Хоть безсмертны больше смертныхъ познанья имѣютъ:
Не познала Богиня, кто мужъ почтенный былъ съ онымъ;
Вышнія Боги скрываютъ отъ нижнихъ все что изволятъ;
Скрылась Калипсы подъ образомъ Ментора хитро Минерва.
Въ протчемъ Калипсино сердце играло разбитіемъ судна;
Ибо оно ей причиной узрѣти любезнаго образъ.
Будто не зная о немъ Богиня къ пришельцу приходитъ:
Рцы мнѣ, отколѣ ты дерзко коснулся землѣ моей странникъ.
Знай что къ моей ты не можетъ коснуться державѣ безъ казни.

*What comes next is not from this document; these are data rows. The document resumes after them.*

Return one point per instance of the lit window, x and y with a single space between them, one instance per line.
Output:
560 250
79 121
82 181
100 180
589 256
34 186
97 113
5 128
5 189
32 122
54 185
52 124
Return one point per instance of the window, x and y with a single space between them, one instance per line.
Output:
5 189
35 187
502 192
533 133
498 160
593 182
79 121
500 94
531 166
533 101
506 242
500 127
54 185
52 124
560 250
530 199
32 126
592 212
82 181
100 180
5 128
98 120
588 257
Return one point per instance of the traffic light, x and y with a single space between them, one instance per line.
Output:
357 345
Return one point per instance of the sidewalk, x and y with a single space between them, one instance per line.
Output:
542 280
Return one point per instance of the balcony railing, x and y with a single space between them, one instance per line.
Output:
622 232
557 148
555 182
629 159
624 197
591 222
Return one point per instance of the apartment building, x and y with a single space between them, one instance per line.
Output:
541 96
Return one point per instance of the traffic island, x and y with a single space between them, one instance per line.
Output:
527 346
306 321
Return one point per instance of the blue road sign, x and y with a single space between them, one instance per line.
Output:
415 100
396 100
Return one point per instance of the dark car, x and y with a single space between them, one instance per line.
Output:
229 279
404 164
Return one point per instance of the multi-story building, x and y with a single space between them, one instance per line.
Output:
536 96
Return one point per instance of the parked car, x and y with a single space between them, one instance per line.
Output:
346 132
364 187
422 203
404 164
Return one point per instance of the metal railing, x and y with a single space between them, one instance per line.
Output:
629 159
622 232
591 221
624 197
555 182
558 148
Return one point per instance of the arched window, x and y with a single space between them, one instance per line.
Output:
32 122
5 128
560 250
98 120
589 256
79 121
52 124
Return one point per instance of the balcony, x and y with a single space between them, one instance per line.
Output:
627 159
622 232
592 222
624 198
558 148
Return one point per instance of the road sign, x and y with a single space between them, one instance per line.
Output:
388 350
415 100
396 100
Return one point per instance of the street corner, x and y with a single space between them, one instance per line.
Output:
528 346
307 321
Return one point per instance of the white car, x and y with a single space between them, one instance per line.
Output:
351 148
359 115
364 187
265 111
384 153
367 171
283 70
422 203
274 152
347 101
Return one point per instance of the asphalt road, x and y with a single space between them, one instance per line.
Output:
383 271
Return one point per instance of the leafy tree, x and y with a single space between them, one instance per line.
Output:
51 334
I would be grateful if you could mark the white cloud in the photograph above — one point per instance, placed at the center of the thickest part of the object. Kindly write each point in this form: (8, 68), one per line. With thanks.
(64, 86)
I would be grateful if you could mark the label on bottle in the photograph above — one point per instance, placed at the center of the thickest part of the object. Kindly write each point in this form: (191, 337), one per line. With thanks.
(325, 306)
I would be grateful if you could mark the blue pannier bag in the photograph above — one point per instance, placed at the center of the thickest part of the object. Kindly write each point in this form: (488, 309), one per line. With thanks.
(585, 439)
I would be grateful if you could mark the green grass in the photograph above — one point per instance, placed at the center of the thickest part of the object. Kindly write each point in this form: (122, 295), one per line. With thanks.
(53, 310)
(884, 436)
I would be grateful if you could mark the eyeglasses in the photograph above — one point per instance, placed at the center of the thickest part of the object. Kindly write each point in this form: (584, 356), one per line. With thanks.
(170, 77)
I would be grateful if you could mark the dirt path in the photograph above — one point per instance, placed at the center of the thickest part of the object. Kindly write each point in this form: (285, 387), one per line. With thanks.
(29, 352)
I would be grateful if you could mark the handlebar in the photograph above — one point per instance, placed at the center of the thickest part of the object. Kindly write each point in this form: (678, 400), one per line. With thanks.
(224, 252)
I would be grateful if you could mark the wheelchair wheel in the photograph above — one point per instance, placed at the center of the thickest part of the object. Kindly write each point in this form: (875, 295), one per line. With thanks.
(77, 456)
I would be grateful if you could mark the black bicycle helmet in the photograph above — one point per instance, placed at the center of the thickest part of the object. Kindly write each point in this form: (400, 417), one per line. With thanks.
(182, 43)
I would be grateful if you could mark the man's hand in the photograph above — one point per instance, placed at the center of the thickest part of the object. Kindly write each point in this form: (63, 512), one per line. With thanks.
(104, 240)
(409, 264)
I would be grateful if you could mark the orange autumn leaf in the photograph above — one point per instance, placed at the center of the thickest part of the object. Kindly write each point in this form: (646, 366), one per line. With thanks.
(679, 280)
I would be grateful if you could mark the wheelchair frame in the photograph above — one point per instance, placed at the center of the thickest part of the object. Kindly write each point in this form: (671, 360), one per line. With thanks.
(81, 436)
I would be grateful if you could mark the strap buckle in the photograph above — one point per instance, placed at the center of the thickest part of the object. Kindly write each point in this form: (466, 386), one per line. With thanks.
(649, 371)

Въ грозныхъ словахъ, сокрывала она веселіе сердца.
Кое противу воли ея во взорахъ сіяло.
XIV.
Въ жестокомъ родѣ ты лишенъ не будешъ мѣста,
То видно что ты кровь Атрея и Ѳіеста.
Убійца дщери, тщись тѣ нравы сохранить,
И матери еще пиръ мерзкій учинить!
Лютѣйшимъ самымъ быть старался ты тираномъ:
Вотъ жертва щастливой названная обманомъ!
Подписывая то удобноль не дрожать?
Возможноль ужасу руки не удержать?
Почто въ моихъ очахъ печально притворяться?
Слезами не могу твоими увѣряться?
Гдѣ брани, кои ты кому за дщерь давалъ?
Гдѣ токи крови той, котору проливалъ?
Гдѣ знаки чѣмъ полна по брани ратна доля?
Не вижу грудой тѣлъ покрытаго я поля.
Вотъ тѣ свидѣтели, кѣмъ долгъ отца храня,
Стѣнящую бъ ты могъ увѣрити меня.
Оракудъ повелѣлъ противный ей умрѣти;
Но таинства его удобноль ясно зрѣти.
Не могутъ небеса того опредѣлить,
Чтобъ имъ на жертву кровь невинную пролить.
XV.
Побѣду повлечешъ плѣненну за собою:
Но будетъ ли тогда любовь ко мнѣ съ тобою?
Толикія страны, толикія моря,
Прейдешъ ли ты ко мнѣ любовію горя?
Когда попрешъ валы смущенна Океяна,
И до послѣдняго коснешся Славы стана;
Когда державы всѣ судьба тебѣ вручитъ,
И съ страхомъ предъ тобой вселенна замолчитъ,
Помыслишъ ли что я тобою обладаю?
И въ разлученіи я плачу и страдаю,
Воспоминая тѣ дражайшія часы,
Въ которы мнимыя ты чтилъ мои красы.